Ele mesmo se perguntou de onde vieram aquelas palavras. Talvez reflexo. Talvez dever. Talvez o coração tivesse afinal achado um novo sentido.

Viver com uma criança foi como renascer. Igor não sabia amarrar cadarços, escolher mochila, soube pouco sobre livros infantis. Comprava brinquedos, percebendo que ou eram infantis demais ou muito maduros. Mas Kirill os comia — às vezes até sorria.

À noite, o menino choramingava em sonho. Igor levantava-se, ia até o colchão infantil e ficava ali. Na escuridão. Até o respirar do garoto se acalmar.

Todos os dias iam ao hospital juntos. Igor segurava a mão dele. Aquela mãozinha nas suas preenchia sua vida com algo profundo, até então desconhecido.

Svetlana… observava tudo com gratidão que palavras não conseguiam expressar. Mas havia mais que gratidão em seu olhar. Era o início de algo novo. Algo quente e real.

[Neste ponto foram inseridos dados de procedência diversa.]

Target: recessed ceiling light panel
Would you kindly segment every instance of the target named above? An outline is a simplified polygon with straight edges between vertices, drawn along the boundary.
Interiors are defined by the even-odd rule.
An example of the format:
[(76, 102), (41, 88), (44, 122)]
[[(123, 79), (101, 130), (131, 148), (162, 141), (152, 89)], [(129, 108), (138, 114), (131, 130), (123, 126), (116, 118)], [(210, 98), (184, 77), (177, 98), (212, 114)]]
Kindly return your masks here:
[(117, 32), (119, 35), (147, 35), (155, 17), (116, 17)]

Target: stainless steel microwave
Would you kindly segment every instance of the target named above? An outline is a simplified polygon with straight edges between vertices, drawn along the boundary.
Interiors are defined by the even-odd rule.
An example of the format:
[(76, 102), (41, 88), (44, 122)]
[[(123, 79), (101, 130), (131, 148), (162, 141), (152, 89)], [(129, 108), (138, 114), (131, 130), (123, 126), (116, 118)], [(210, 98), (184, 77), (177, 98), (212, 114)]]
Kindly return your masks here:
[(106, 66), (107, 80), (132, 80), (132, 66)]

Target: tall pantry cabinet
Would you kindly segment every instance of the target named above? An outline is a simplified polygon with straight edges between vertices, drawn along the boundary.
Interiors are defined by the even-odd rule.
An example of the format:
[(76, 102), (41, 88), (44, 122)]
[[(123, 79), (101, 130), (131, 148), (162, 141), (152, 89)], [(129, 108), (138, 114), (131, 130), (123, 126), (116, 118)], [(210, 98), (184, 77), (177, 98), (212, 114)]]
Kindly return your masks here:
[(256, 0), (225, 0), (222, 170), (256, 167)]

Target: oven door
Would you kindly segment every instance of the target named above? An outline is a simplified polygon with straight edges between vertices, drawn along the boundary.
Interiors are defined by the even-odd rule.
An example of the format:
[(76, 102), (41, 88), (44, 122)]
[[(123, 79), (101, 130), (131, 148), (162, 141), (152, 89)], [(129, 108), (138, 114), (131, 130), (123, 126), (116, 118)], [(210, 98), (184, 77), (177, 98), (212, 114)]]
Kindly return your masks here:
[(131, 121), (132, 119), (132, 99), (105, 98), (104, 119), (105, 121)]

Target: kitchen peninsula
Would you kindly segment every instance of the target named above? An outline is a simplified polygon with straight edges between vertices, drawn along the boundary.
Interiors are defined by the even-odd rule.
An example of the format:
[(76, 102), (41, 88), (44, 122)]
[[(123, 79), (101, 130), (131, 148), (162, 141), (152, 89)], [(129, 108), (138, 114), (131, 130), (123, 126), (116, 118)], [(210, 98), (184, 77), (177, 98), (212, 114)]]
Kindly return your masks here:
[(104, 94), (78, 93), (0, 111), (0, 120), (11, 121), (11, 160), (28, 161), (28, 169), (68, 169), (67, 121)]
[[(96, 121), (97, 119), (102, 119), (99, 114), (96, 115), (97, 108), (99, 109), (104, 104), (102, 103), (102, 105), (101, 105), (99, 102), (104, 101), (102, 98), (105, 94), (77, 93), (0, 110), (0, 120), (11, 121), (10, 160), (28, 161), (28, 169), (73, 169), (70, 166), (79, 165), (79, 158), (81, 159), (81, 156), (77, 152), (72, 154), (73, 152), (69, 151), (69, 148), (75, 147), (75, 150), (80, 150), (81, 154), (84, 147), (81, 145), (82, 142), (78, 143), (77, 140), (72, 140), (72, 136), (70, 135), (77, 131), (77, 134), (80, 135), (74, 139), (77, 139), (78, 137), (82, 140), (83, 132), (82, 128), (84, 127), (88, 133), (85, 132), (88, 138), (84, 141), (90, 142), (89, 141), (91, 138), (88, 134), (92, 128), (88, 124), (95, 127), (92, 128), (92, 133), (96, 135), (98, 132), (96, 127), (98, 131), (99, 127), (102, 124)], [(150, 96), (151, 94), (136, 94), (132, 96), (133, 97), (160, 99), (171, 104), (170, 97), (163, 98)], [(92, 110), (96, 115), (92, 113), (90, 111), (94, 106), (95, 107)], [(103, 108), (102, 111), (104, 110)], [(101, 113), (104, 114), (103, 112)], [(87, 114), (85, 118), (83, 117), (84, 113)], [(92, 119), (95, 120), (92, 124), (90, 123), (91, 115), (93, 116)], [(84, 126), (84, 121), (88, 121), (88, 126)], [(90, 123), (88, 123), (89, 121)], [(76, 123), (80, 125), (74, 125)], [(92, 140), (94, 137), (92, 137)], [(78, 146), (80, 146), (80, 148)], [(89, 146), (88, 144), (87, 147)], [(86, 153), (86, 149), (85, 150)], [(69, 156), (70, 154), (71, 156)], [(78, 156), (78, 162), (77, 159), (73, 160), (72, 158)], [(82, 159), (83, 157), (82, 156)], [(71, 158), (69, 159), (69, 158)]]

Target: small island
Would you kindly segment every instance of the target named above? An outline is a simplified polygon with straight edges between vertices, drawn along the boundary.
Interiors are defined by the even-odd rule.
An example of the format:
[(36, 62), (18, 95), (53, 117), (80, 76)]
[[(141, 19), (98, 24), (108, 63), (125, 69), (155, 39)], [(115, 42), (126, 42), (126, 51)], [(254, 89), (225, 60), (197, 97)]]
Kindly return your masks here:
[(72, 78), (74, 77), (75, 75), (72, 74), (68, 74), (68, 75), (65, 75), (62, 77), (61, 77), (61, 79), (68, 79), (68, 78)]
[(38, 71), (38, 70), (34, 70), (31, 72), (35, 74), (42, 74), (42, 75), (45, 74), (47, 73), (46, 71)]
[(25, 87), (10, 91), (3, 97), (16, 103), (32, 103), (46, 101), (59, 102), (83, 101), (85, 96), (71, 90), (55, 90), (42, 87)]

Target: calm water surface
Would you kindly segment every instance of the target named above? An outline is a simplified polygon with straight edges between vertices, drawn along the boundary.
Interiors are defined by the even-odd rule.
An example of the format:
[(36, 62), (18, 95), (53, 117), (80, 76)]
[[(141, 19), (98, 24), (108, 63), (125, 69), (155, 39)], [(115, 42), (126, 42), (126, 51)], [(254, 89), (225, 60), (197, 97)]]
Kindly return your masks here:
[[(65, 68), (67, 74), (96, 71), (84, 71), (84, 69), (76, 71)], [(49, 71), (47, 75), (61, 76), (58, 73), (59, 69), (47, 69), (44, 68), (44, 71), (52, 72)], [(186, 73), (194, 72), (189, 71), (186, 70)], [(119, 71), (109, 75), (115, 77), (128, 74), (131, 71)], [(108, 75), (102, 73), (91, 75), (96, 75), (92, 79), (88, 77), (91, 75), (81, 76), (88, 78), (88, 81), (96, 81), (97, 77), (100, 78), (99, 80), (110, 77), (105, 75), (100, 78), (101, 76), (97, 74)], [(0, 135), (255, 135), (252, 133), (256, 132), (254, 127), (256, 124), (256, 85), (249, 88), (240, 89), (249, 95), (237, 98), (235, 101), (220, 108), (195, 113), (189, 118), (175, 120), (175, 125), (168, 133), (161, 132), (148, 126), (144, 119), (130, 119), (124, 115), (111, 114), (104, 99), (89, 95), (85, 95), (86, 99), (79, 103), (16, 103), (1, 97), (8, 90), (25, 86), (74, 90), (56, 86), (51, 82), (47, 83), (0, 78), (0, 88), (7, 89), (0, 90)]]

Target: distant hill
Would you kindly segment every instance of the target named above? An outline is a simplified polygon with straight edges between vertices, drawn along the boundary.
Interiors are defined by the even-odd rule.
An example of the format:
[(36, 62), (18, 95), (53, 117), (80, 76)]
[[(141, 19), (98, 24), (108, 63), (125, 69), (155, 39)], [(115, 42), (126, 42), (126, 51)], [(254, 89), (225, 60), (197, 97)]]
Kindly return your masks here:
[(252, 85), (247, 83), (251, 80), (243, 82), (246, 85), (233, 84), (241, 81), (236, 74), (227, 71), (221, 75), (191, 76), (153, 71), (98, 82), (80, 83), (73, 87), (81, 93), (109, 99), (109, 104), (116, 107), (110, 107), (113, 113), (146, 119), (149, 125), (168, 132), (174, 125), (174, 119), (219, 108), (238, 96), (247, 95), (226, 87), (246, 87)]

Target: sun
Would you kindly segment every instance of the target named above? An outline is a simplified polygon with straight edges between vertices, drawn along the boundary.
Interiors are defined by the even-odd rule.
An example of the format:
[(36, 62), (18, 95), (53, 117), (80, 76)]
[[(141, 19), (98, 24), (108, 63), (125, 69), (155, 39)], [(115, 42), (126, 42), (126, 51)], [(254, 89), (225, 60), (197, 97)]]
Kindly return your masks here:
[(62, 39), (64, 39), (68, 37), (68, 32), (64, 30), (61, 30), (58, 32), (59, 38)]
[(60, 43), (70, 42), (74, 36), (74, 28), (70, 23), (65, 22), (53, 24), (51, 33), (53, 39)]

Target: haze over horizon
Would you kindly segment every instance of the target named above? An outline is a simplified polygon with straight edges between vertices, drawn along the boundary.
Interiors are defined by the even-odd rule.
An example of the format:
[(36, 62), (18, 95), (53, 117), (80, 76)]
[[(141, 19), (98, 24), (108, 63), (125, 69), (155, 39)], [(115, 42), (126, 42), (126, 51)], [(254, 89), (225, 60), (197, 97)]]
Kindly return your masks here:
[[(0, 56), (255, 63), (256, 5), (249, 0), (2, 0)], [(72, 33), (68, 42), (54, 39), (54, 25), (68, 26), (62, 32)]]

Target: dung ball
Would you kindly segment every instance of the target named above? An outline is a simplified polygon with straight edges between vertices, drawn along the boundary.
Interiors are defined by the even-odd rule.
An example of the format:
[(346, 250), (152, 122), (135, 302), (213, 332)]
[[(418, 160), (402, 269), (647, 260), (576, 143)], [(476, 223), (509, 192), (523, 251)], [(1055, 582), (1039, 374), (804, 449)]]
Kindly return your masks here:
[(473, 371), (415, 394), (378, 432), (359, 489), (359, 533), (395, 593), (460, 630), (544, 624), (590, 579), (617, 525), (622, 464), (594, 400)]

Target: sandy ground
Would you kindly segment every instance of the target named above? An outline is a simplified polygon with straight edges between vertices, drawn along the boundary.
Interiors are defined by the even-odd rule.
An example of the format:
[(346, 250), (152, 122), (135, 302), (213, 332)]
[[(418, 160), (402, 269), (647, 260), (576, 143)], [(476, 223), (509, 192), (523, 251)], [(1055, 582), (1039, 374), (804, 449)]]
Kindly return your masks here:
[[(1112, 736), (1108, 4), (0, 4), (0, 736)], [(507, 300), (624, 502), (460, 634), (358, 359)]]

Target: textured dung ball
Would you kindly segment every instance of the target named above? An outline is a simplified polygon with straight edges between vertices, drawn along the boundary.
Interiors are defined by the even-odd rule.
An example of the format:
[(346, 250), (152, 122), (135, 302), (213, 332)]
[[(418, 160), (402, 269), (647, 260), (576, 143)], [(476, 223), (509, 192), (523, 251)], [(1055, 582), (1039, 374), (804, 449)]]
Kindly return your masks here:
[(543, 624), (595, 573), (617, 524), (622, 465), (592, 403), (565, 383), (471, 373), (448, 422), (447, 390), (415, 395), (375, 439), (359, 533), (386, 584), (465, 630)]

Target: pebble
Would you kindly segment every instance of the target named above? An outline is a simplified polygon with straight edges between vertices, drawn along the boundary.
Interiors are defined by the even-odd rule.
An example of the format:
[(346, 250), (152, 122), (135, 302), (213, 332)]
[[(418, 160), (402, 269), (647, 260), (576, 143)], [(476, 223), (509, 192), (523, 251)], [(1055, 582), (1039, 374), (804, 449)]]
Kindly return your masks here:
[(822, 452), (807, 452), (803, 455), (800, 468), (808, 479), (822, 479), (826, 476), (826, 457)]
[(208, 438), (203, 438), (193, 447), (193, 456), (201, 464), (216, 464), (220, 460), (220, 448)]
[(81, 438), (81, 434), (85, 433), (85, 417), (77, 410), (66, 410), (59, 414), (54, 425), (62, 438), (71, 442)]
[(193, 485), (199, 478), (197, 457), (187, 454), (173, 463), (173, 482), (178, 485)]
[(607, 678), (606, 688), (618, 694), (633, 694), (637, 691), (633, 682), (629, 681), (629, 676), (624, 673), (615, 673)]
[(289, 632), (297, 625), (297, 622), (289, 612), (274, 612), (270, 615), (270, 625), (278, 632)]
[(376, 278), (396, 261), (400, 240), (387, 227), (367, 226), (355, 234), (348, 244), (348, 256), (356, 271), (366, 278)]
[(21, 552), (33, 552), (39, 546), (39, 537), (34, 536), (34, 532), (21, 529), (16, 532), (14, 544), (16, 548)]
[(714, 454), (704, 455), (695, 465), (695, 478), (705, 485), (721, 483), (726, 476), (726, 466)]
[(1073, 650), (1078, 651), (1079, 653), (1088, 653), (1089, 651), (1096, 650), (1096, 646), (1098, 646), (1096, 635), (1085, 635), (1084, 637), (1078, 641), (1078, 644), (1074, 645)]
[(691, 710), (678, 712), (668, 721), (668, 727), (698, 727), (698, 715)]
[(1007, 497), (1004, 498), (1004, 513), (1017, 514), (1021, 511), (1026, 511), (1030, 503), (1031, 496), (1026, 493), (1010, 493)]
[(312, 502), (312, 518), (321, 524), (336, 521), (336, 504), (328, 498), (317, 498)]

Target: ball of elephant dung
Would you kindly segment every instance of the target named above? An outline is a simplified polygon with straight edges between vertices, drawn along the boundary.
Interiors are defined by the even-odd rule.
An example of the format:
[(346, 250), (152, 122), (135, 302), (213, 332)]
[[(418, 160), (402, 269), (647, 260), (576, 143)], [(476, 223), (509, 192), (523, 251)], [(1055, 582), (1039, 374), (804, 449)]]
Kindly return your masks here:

Quando Svetlana teve alta, não tinha onde ir. Igor não hesitou:

— Fique comigo. Por enquanto. Meu apartamento não é grande, mas tem espaço.

À noite, na cozinha, Kirill dormia. Svetlana, enrolada num velho suéter dele, mexia o chá. E, de repente, falou. Sobre o passado. Seu sonho de ser designer. O encontro com Slava. As palavras bonitas que viraram pesadelo. O primeiro tapa. O segundo. O terceiro. A morte do vizinho. A fuga. O medo constante.

— Se não fosse por você… — sussurrou, com olhos marejados —, se não fosse sua determinação… não estaríamos vivos.

Igor não falou. Apenas apertou a mão dela. Entre eles não havia romance — só compreensão, calor e promessa.

Semanas passaram. Eles não se tornaram família de uma vez. Aconteceu pouco a pouco. Em cada xícara de chá de manhã. Em desenhos animados à noite. Em histórias para dormir. Nos trejeitos que Igor fazia lendo os contos — e os risos de Kirill, cada vez mais frequentes. No calor que voltou a preencher o apartamento antes vazio.

Numa noite, enquanto o menino dormia, Igor disse:

— Talvez seja hora de você procurar emprego. E um lugar para morar.

Svetlana congelou. Olhos cheios de apreensão.

— Sim… talvez…

— Você quer ir embora?

Ela olhou nos olhos dele. Ele não desviou.

— Não — murmurou ela. — Quero ficar.

Então ele sorriu. Não triste. Não contido. Verdadeiro. Porque percebeu: ele não estava mais só. E que família não é apenas quem te gera. Às vezes, são quem você escolhe, passo a passo, através da dor, do medo e da esperança.

Kirill naquela noite sonhou. Com uma casa grande. Com sol. Com a mãe sorrindo. E com a pessoa que agora chamava de “papai”. Não era só um sonho. Era o primeiro passo para uma nova vida.

E por mais que a casa fosse pequena, sem varanda, ela tinha algo muito maior: uma base firme. Base de amor, confiança e vontade de estar juntos. E isso era mais que suficiente.